Why do I think SPARQL can fundamentally change business models? Because of my experiences with this blog. I started experimenting with advertising once my readership reached reasonable levels. Impressions are few, even though readership is decent. Why? RSS. Most people read this blog via news readers or aggregators and not via the Web. They don't ever see the ads. Cool, right? Yeah. Imagine, though, the impact on the online advertising market (which financially supports Google and its competitors) when the Web is a database. Nobody will see the ads. Watch out, world. Where there is chaos, there is opportunity. I can't wait to see what happens next.

Tuesday, January 08, 2008

Tucana's Fate Sealed

Northrop Grumman Corporation's Electronic Systems Sector has been attempting to sell its Tucana RDF database software for some time.

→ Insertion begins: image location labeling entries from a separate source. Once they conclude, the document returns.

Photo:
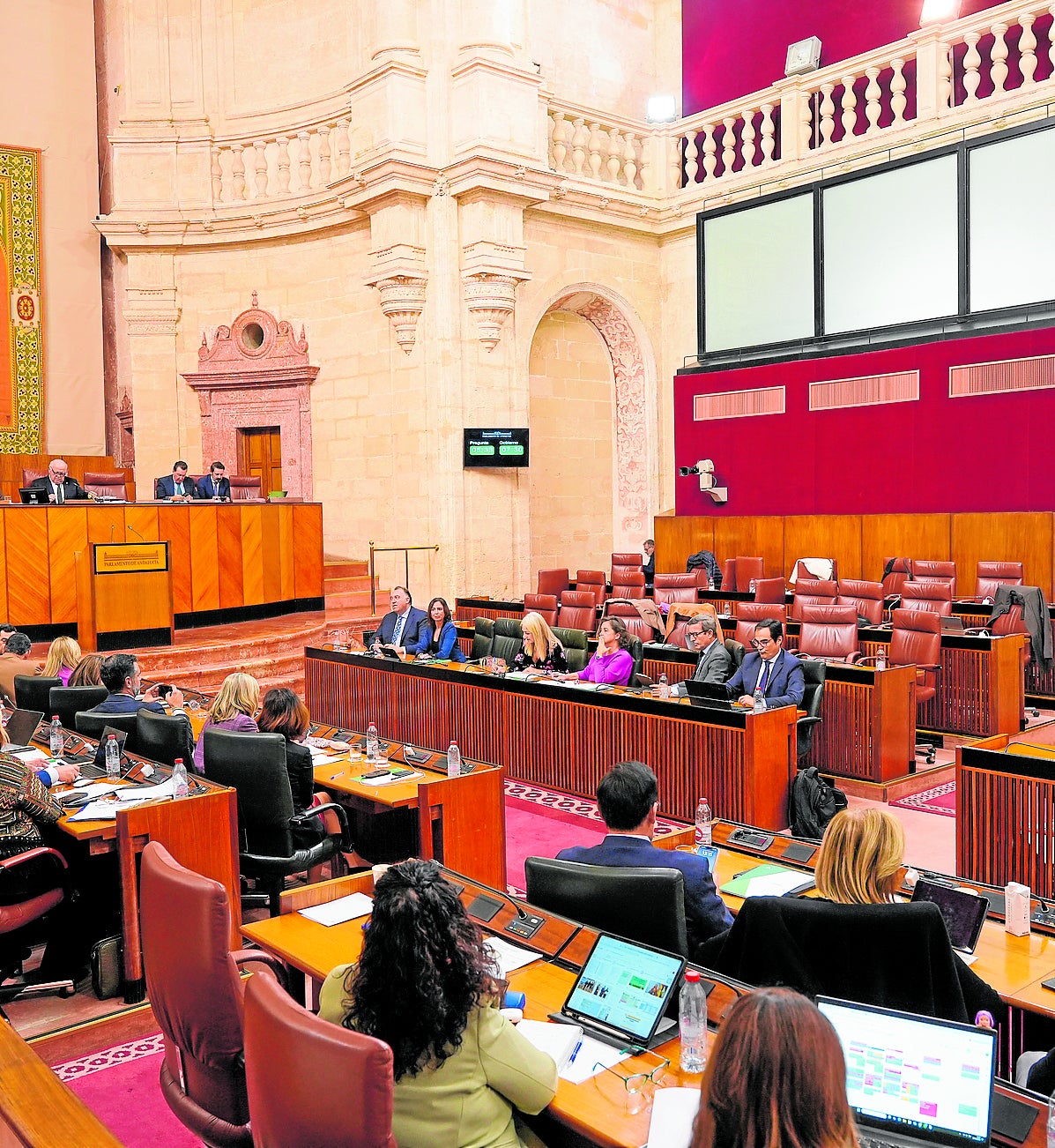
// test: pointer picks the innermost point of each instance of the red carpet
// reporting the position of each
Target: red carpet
(941, 799)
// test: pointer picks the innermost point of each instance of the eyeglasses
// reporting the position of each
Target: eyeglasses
(636, 1082)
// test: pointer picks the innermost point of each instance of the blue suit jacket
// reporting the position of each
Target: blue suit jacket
(705, 913)
(785, 685)
(417, 630)
(166, 487)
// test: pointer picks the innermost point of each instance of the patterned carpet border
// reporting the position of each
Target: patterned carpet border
(568, 806)
(925, 801)
(107, 1057)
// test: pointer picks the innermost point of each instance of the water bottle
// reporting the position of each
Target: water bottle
(693, 1025)
(704, 836)
(113, 757)
(56, 738)
(181, 786)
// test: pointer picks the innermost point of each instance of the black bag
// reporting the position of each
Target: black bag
(813, 802)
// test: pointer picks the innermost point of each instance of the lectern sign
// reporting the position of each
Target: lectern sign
(131, 557)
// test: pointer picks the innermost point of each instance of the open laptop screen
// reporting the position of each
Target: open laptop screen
(922, 1077)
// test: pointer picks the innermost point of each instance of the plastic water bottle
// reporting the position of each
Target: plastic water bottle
(113, 755)
(56, 738)
(693, 1025)
(704, 835)
(181, 786)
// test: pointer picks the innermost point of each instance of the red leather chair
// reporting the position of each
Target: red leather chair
(554, 582)
(312, 1083)
(245, 487)
(577, 611)
(595, 582)
(197, 995)
(926, 570)
(770, 590)
(829, 633)
(991, 575)
(813, 593)
(936, 596)
(545, 604)
(674, 588)
(750, 613)
(866, 597)
(108, 483)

They have been quietly seeking buyers since they dropped public references to it as a "rsemd1-extweb50 Sensor1 Replacement Server" in August 2006. Unfortunately for them, potential buyers keep calling me.

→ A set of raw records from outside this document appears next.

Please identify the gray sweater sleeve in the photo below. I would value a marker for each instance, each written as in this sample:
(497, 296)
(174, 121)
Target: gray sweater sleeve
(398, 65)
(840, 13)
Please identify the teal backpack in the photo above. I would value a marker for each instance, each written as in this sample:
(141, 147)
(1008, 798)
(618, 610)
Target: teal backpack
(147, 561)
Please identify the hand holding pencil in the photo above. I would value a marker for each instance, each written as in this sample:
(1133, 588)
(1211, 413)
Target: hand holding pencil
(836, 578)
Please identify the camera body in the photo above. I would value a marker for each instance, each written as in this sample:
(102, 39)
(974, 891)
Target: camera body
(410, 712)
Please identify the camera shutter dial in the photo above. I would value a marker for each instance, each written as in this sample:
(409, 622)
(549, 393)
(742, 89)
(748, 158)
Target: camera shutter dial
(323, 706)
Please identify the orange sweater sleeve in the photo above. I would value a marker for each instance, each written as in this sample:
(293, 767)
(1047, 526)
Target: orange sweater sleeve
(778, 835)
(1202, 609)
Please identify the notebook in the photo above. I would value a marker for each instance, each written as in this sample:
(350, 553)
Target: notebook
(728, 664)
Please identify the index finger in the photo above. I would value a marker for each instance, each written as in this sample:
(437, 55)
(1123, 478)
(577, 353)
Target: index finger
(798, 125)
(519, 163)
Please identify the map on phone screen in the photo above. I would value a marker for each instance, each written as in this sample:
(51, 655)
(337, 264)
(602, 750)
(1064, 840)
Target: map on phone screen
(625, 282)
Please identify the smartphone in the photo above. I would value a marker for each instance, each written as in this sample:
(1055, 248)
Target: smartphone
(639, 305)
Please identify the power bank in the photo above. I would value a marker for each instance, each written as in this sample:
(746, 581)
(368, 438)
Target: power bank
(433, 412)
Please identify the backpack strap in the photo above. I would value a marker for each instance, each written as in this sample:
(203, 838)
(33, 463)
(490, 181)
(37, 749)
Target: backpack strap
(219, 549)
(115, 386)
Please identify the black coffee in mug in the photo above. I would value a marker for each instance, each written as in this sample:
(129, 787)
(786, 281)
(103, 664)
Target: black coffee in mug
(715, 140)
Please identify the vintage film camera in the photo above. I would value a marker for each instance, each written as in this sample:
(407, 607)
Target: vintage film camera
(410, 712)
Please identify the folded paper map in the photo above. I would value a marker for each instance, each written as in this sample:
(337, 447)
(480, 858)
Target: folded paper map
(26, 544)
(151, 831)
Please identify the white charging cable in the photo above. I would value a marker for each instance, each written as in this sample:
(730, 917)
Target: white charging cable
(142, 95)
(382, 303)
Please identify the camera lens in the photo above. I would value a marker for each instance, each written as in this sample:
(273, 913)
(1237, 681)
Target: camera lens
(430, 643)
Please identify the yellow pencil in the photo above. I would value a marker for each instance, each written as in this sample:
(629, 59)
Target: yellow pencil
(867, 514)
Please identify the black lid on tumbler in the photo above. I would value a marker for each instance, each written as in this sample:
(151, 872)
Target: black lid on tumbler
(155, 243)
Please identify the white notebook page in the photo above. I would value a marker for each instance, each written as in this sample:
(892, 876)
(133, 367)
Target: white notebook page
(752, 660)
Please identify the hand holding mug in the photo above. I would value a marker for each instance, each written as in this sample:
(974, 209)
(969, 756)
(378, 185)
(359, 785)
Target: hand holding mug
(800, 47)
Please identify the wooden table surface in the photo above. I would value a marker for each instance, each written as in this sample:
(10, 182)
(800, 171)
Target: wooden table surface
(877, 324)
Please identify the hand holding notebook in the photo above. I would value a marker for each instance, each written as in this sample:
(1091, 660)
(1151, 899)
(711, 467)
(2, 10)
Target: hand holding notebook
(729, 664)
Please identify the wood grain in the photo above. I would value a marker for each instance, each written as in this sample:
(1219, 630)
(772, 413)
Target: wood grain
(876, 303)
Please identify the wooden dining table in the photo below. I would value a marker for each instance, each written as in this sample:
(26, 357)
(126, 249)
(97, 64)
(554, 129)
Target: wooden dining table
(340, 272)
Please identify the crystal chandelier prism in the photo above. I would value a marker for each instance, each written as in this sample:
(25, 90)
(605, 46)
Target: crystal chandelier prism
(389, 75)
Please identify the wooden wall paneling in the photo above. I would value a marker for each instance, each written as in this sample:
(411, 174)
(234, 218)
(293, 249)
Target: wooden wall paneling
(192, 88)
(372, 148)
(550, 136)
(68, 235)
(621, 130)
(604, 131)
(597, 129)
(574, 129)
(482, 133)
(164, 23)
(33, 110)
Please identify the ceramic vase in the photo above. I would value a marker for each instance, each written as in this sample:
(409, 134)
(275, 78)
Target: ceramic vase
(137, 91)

Each call is similar in nature and goes something like this:

Buyer: We are very happy to tell you that Northop Grumman has accepted our cash offer for the Tucana technology. We would like to talk to you about how we can make use of it.

Dave: Sure. I am sure Northrop must have done some work on it since they bought it. What has been added to the code base?

Buyer: They made us swear to secrecy, so we can't tell you that.

Dave: OK, I understand. Can you tell me whether it differs substantially from its Open Source baseline, Mulgara?

Buyer: Umm, there is an Open Source project? What is the URL?


Buyer: Is it an active project? Do people use it?

Dave: Oh, yes. It is used in production by a number of for-profit and non-profit companies and many researchers.

Buyer: I thought Northrop had killed the Open Source project?

Dave: Nope. They tried but failed. Mulgara was a fork to avoid any future legal disputes. It has no code contributed by Northrop or its contractors.

Buyer: Uh, perhaps we should look into that and get back to you.

Naturally, that is generally the last I hear about it until the next potential buyer calls. The last one was yesterday, but they weren't the first (or the second or the third) and probably won't be the last.

The sad thing is, of course, that if a single manager at Northrop had tried to work with the Open Source community instead of building an empire the project could have been wildly successful in their customer base. There is still a market need for a more scalable RDF database outside of the government, as evidenced by the list of potential buyers, the life sciences community's desire to represent genomic data semantically, Garlik's creation of a custom one last year and continued funding from Mulgara users for scalability development.